Le 8 mars 2007, un tribunal français a condamné pour proxénétisme un développeur de site Internet pour prostituées. Il a été reproché à ce dernier d’aider, d’assister ou de protéger la prostitution en créant, moyennant rémunération, ce type de site web. À peine fermé en Slovaquie, le site Internet a rouvert aux États-Unis en moins de 24 heures. Des sites communautaires (blogs, forums de discussion, Dailymotion….) ont été récemment considérés par la jurisprudence comme des hébergeurs et à ce titre non responsables des contenus qu’ils hébergent, tant que le caractère manifestement illicite ne leur est pas signalé. C’est ce que l’on appelle la responsabilité allégée.

L’espace Schengen

Avec les huit nouveaux entrants d’Europe de l’Est, auxquels s’ajoute Malte, l’espace Schengen compte désormais 24 pays. La Norvège et l’Islande sont les seuls pays à ne pas être membre de l’Union Européenne. Ils formaient déjà un espace de libre circulation des personnes avec le Danemark, la Finlande et la Suède.
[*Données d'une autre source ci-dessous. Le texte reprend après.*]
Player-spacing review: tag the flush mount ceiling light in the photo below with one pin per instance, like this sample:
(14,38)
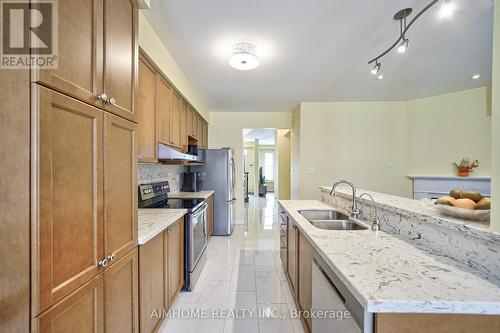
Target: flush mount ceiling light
(244,56)
(401,44)
(447,9)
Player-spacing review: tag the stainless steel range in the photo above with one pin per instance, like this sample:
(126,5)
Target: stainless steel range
(195,222)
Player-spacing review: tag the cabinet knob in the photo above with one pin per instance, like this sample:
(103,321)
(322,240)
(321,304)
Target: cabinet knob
(104,262)
(103,97)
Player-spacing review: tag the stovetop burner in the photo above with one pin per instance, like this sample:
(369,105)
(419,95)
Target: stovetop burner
(156,196)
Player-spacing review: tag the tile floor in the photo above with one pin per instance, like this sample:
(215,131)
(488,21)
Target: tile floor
(243,272)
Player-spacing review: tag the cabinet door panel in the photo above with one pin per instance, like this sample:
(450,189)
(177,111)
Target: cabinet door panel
(120,186)
(82,311)
(175,121)
(121,295)
(194,133)
(183,119)
(199,129)
(151,282)
(163,109)
(189,120)
(79,72)
(68,195)
(146,113)
(120,56)
(305,276)
(175,244)
(292,256)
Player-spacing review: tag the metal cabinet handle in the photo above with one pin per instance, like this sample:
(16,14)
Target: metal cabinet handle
(103,97)
(104,262)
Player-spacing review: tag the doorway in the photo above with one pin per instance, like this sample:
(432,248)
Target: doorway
(266,161)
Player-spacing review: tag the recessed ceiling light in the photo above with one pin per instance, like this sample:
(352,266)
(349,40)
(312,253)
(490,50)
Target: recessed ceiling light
(376,68)
(447,9)
(244,56)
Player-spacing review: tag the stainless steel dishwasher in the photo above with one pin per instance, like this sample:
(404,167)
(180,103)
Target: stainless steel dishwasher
(337,310)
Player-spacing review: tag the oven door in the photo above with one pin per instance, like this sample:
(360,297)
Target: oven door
(198,236)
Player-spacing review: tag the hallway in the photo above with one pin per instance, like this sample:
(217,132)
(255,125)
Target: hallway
(243,276)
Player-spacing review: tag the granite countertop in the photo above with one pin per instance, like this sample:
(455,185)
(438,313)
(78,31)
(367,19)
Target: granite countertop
(386,274)
(204,194)
(152,221)
(417,209)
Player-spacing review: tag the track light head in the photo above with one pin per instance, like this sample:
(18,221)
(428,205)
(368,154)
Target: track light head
(403,47)
(376,68)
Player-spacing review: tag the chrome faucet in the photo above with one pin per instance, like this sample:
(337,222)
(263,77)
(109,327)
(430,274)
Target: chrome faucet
(376,219)
(355,212)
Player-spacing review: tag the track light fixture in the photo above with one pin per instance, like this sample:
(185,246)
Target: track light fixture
(376,68)
(401,44)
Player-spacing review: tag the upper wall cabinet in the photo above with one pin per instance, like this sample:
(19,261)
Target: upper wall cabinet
(79,73)
(97,54)
(120,56)
(164,115)
(146,113)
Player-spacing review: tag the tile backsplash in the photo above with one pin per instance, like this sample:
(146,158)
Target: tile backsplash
(151,173)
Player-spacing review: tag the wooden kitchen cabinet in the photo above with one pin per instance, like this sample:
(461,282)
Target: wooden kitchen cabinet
(304,295)
(174,256)
(163,109)
(146,113)
(199,129)
(80,47)
(194,128)
(151,283)
(120,186)
(120,57)
(210,216)
(82,311)
(292,234)
(68,191)
(121,298)
(175,120)
(184,133)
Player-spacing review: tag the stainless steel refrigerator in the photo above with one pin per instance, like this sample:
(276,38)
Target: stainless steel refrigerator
(219,174)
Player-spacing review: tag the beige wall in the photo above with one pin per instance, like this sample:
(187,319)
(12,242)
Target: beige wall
(356,141)
(495,218)
(156,50)
(295,154)
(283,137)
(225,130)
(378,144)
(442,129)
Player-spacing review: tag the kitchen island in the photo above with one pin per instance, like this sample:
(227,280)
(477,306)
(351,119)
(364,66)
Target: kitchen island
(392,280)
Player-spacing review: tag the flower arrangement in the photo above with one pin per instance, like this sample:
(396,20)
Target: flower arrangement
(466,166)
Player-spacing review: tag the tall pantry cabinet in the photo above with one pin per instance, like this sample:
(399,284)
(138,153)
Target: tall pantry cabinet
(84,258)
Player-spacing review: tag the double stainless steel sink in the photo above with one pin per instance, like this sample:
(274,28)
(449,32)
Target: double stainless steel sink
(330,219)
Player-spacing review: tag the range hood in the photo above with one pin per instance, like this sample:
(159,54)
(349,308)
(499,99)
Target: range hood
(166,153)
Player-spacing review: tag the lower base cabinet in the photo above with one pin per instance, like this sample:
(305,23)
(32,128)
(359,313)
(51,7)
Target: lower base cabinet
(107,303)
(304,294)
(210,216)
(161,275)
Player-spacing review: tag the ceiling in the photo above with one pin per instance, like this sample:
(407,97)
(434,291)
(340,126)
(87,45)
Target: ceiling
(266,136)
(318,50)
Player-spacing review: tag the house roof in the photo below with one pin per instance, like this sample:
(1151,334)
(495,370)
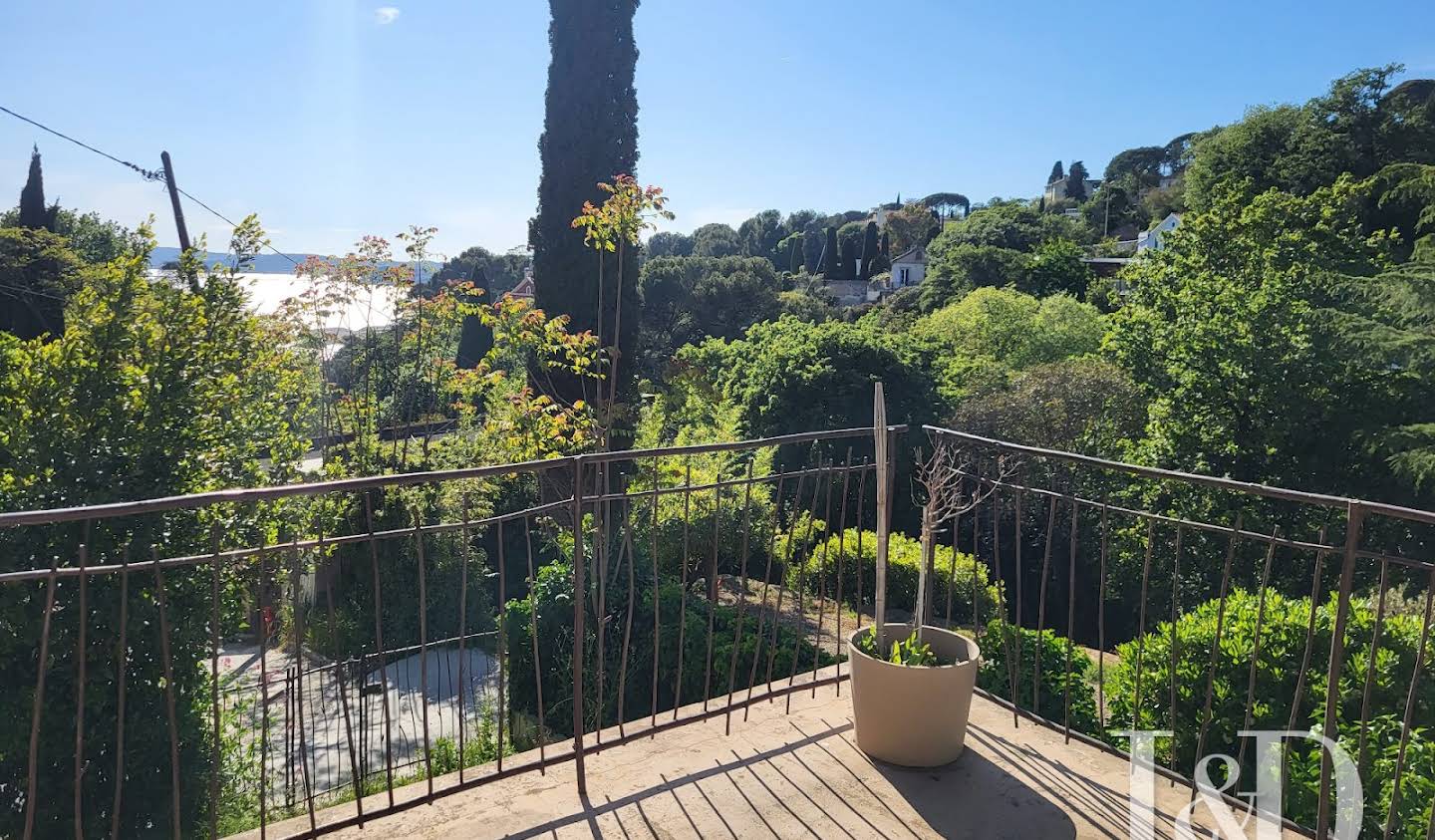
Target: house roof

Sa superficie atteint un tiers de la taille des Etats-Unis (4.000 kilomètres entre Tallinn, en Estonie, et Lisbonne, au Portugal) et abrite quelque 400 millions d’habitants. La Suisse, qui a accepté de faire partie de l’espace Schengen, a adhérée au 1er novembre 2008.Cinq pays de l’Union Européenne ne font toujours pas partie de Schengen : la Roumanie et la Bulgarie, qui ont adhéré à l’Union Européenne le 1er janvier 2007, Chypre, qui espère bientôt rejoindre le club à son tour ainsi que le Royaume-Uni et l’Irlande, qui ont préféré ne pas opter pour le régime de visa unique. Schengen est le nom de la ville luxembourgeoise où a été signé en 1985 l’accord créant un espace de libre circulation des personnes par un groupe d’États pionniers dans la construction européenne : l’Allemagne, la France et le Benelux. Mais les contrôles aux frontières n’ont été supprimés qu’en 1995, incluant l’Espagne et le Portugal. Les citoyens des pays concernés peuvent circuler librement sans passeport ni visa à l’intérieur de cet espace. Les citoyens de pays externes doivent disposer d’un visa longue durée pour circuler librement dans les pays de l’espace Schengen. Des contrôles peuvent toutefois être mis en place de manière temporaire s’ils s’avèrent nécessaires au maintien de l’ordre public ou pour des raisons de sécurité nationale. La France, par exemple, maintient le dispositif de surveillance de ses frontières terrestres avec le Benelux (lutte contre les trafics). Et pour l’Euro 2008, l’Autriche a réintroduit un contrôle aux frontières. Sur le plan policier, les pays de l’espace Schegen participent à la mise en commun du fichier informatique SIS de données sur les criminels, à la création de patrouilles conjointes entre pays voisins et à la sécurisation des frontières externes contre les trafiquants ou les migrants clandestins.

Références

  • Claudine Legardinier, Prostitution sur internet : l’avenir du proxénétisme ? Rencontre avec Myriam Quéméner, magistrate, Prostitution et Société numéro 166
  • Illustrations Mabi.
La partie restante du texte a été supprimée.